If you look closely enough you can see a few of the “stitching” mistakes. Oh well, you get the idea.
Posted by Natures Retreat on September 21, 2010 at 7:15 pm
I love the ideas for trellising, I have horrible straight line winds from the south, I am hating the idea of blocking a beautiful view with trees, from the gardens standpoint. What kind of tomatoes are you growing, and did the black plastic with bricks work. You have convinced me to start a blog instead of sharing pics with people and them trying to understand this, and like your garden, they want to know why my sqft gardens are odd shaped and have flowers. Now to find a blog!

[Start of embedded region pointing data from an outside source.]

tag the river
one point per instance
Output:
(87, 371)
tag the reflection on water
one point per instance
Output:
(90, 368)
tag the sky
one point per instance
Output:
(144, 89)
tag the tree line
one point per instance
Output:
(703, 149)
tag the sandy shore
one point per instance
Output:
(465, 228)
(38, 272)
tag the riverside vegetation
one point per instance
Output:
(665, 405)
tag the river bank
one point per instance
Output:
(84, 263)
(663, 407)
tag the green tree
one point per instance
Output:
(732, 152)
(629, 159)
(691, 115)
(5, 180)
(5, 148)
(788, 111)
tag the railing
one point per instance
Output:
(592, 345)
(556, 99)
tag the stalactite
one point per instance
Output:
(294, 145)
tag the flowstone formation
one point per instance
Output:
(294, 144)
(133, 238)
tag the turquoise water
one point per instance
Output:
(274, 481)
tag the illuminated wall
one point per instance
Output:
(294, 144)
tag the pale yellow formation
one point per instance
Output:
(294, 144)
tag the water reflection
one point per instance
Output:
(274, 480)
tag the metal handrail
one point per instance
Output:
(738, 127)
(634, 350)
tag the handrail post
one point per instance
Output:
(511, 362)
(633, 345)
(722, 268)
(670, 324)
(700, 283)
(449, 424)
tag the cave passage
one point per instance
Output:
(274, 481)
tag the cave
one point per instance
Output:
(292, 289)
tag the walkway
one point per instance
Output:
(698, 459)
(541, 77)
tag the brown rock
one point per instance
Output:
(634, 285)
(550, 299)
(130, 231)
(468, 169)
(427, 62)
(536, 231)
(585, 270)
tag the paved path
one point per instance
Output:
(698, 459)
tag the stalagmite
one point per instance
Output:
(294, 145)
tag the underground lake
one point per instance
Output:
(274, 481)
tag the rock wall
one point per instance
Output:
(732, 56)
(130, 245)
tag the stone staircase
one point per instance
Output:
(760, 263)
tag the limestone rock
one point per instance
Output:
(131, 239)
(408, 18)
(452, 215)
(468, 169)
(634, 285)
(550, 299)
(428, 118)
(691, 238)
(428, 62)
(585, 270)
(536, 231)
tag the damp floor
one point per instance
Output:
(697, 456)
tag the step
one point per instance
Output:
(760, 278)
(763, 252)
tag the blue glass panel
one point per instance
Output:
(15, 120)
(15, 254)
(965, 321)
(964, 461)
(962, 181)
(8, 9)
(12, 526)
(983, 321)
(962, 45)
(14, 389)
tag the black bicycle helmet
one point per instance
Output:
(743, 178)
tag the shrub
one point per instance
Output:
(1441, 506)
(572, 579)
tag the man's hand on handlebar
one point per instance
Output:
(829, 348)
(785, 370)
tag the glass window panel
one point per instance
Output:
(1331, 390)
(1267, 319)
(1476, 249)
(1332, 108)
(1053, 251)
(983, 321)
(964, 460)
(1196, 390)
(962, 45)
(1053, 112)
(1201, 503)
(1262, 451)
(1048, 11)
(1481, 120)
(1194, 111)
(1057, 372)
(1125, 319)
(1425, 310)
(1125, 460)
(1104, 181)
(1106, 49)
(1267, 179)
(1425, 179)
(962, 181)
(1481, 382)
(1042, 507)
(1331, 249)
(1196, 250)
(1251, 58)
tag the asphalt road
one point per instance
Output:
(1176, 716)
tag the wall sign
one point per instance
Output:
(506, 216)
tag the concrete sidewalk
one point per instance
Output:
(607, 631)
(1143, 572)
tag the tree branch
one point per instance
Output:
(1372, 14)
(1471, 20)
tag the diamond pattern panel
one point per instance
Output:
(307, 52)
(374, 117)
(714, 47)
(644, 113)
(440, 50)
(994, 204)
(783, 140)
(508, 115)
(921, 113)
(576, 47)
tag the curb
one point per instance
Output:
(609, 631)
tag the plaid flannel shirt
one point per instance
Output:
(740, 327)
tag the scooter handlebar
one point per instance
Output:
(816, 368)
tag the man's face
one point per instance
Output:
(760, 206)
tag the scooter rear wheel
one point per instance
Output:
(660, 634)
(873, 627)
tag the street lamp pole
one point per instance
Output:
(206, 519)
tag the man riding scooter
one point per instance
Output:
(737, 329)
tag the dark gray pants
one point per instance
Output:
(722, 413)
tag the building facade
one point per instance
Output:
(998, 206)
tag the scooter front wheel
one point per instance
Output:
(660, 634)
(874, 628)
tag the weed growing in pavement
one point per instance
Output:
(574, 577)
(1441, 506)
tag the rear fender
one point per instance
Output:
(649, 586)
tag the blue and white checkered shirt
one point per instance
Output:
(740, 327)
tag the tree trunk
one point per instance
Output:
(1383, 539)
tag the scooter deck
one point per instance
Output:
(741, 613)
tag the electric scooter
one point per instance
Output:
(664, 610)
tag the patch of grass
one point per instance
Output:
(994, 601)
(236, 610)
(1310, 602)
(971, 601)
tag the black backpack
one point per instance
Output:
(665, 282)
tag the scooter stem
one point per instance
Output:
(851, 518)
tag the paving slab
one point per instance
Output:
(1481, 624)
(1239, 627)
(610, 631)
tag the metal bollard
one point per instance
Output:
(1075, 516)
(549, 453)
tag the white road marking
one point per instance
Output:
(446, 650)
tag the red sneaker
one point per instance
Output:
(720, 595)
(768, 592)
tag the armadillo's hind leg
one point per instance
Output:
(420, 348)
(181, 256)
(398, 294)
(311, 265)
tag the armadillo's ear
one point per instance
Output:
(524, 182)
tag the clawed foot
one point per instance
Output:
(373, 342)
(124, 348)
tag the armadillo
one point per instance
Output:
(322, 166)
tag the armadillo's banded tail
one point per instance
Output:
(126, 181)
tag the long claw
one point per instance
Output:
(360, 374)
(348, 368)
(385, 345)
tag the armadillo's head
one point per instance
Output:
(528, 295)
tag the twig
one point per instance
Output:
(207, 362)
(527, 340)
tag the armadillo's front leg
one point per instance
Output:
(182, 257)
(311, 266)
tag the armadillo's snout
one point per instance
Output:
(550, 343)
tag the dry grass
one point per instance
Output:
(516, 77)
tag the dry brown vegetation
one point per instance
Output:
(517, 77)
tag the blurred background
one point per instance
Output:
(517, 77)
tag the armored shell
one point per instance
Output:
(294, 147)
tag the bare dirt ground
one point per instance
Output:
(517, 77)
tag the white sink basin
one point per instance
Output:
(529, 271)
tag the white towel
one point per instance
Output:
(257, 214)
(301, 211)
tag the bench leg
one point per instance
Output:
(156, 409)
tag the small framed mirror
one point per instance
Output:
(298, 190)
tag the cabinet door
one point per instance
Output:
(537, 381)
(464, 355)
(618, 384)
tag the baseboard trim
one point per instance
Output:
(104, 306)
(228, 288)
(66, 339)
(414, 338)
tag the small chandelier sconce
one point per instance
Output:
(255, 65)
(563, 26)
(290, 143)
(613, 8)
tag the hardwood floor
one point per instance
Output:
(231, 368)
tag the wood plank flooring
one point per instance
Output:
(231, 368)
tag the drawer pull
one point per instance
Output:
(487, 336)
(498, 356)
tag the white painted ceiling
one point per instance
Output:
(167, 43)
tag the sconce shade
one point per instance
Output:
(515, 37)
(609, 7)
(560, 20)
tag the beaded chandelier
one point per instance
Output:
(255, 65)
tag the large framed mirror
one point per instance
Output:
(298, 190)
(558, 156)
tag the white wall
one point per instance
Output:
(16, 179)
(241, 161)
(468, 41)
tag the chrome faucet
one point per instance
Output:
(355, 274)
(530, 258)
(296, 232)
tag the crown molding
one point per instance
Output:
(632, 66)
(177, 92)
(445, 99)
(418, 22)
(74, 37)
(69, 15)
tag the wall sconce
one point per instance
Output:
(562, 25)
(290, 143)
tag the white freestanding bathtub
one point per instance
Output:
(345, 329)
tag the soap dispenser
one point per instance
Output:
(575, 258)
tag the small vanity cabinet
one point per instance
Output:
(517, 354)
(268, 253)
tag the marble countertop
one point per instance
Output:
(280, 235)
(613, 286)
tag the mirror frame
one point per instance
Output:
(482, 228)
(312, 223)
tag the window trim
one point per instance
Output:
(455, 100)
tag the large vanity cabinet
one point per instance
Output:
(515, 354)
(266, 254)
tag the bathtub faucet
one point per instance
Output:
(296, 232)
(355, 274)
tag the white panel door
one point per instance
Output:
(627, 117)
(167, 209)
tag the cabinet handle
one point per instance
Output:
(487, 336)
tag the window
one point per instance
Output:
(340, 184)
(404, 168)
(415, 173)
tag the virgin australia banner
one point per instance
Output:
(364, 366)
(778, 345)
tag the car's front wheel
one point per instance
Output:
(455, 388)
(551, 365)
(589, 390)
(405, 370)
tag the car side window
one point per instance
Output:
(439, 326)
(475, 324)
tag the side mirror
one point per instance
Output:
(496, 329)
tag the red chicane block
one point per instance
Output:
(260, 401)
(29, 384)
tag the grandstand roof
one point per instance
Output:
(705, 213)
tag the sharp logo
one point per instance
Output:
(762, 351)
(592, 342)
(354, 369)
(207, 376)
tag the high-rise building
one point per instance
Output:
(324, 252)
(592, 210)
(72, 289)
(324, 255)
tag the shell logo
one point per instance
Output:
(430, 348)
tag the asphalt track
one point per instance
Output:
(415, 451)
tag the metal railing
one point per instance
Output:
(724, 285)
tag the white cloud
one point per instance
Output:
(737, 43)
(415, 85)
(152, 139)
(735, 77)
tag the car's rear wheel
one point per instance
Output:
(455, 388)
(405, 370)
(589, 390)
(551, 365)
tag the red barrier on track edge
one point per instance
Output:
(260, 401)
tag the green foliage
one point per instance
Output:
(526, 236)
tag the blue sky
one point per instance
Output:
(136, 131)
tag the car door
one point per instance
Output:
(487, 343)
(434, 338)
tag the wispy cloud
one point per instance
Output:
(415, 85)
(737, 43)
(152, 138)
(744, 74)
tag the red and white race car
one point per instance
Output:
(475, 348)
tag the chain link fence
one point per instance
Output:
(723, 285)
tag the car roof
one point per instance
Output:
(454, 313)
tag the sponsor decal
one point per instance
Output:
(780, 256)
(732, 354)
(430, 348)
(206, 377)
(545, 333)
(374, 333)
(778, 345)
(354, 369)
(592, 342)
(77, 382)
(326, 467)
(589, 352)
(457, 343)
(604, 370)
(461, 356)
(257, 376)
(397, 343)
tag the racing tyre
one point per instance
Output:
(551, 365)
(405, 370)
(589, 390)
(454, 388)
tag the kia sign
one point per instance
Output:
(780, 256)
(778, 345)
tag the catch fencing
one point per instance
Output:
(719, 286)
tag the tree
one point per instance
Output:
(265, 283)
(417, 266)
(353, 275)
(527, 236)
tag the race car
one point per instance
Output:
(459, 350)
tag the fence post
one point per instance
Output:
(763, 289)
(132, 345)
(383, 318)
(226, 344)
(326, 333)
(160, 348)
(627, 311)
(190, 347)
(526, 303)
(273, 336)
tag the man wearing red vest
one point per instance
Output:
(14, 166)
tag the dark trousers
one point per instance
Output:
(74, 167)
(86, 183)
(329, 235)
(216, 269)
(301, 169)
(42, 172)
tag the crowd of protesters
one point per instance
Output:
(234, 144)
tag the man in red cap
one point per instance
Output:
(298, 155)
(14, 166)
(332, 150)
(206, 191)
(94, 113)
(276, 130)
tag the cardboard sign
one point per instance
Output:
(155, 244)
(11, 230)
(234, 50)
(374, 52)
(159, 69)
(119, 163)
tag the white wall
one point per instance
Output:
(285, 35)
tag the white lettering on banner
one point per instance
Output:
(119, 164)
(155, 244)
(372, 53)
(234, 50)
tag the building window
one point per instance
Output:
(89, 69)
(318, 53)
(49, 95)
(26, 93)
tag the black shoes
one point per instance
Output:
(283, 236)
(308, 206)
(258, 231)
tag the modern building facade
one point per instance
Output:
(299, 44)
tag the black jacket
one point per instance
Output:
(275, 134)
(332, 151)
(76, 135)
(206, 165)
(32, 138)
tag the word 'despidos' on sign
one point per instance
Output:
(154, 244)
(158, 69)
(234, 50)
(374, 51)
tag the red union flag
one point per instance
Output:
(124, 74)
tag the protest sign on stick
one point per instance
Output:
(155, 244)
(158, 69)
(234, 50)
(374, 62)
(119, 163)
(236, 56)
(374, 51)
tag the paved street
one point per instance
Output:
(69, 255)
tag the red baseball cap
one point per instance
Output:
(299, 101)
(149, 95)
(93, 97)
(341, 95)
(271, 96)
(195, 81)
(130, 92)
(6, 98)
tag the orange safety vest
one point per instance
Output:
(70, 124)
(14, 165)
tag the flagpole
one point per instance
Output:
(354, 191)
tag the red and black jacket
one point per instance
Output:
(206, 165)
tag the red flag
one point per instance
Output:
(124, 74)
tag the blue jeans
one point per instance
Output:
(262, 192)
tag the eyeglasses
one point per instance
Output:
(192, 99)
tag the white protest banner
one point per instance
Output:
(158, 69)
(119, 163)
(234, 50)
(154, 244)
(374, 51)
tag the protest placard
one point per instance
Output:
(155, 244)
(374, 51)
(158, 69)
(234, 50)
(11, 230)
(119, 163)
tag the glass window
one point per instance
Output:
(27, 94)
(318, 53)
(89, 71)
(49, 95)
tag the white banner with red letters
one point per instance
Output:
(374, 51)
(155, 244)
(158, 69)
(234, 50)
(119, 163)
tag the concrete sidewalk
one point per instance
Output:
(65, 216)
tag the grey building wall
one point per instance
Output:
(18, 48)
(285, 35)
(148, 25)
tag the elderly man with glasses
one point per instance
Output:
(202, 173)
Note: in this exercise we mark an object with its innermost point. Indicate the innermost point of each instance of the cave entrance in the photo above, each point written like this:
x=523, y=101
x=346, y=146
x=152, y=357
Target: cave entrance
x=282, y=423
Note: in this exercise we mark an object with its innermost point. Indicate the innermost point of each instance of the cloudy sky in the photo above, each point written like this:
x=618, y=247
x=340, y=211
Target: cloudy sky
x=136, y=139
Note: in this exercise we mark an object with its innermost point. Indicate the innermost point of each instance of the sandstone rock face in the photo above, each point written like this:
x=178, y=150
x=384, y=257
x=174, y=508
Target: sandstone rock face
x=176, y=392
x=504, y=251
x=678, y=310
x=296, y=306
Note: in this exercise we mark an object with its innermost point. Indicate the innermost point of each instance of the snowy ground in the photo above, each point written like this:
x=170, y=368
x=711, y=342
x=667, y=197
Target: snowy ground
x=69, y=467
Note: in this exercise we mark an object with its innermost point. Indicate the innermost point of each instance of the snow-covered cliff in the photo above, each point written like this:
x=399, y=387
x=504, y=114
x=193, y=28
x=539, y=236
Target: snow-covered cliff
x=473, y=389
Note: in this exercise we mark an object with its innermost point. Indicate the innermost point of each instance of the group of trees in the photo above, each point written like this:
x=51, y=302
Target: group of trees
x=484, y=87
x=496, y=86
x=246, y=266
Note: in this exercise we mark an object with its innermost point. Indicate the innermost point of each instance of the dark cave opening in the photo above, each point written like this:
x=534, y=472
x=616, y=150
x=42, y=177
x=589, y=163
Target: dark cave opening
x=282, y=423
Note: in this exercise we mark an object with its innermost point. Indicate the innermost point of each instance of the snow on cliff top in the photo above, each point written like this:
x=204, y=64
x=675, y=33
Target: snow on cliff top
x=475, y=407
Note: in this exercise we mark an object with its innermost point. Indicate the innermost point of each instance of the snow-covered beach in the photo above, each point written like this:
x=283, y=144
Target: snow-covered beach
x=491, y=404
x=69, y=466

Posted by Jimmy Cracked-Corn on September 22, 2010 at 8:01 am
I seem to have a slightly different trellis every year. One year they are too short and I fight with the plants. The next year I build 8 foot trellises and only one variety of tomato grows that tall. :) Oh well! This year I grew Cabin, Oxheart and Amish Paste Indeterminate tomatoes and Heinz 2653 Determinate tomatoes. Only Cabin grew well enough to need the big trellis. My plan for next year will include an entire bed (12 plants) of Cabin tomatoes on tall trellises, an entire bed of Amish Paste on short trellises, and an entire bed of Heinz with just tomato cages. The Heinz plants, being a determinate variety, will die back in mid to late-June, so I’ll reuse that as a bed for green beans after they are done.
The black plastic fabric was intended to keep the weeding down and to help isolate the plants from the soil-borne blight fungus. It did keep the weeds down, but it did not help at all with the septoria leaf spot. Next year I’ll use an organic copper spray preventively from the beginning. An unintended downside to the ground cover was that I was unable to add compost to the whole tomato bed, although I was probably going to be too lazy to get around to doing it anyway. It would still be possible to water with compost tea or fish tank water, etc.
I’m happy to hear that you’ll be starting a blog! Please come back after you begin and leave a link.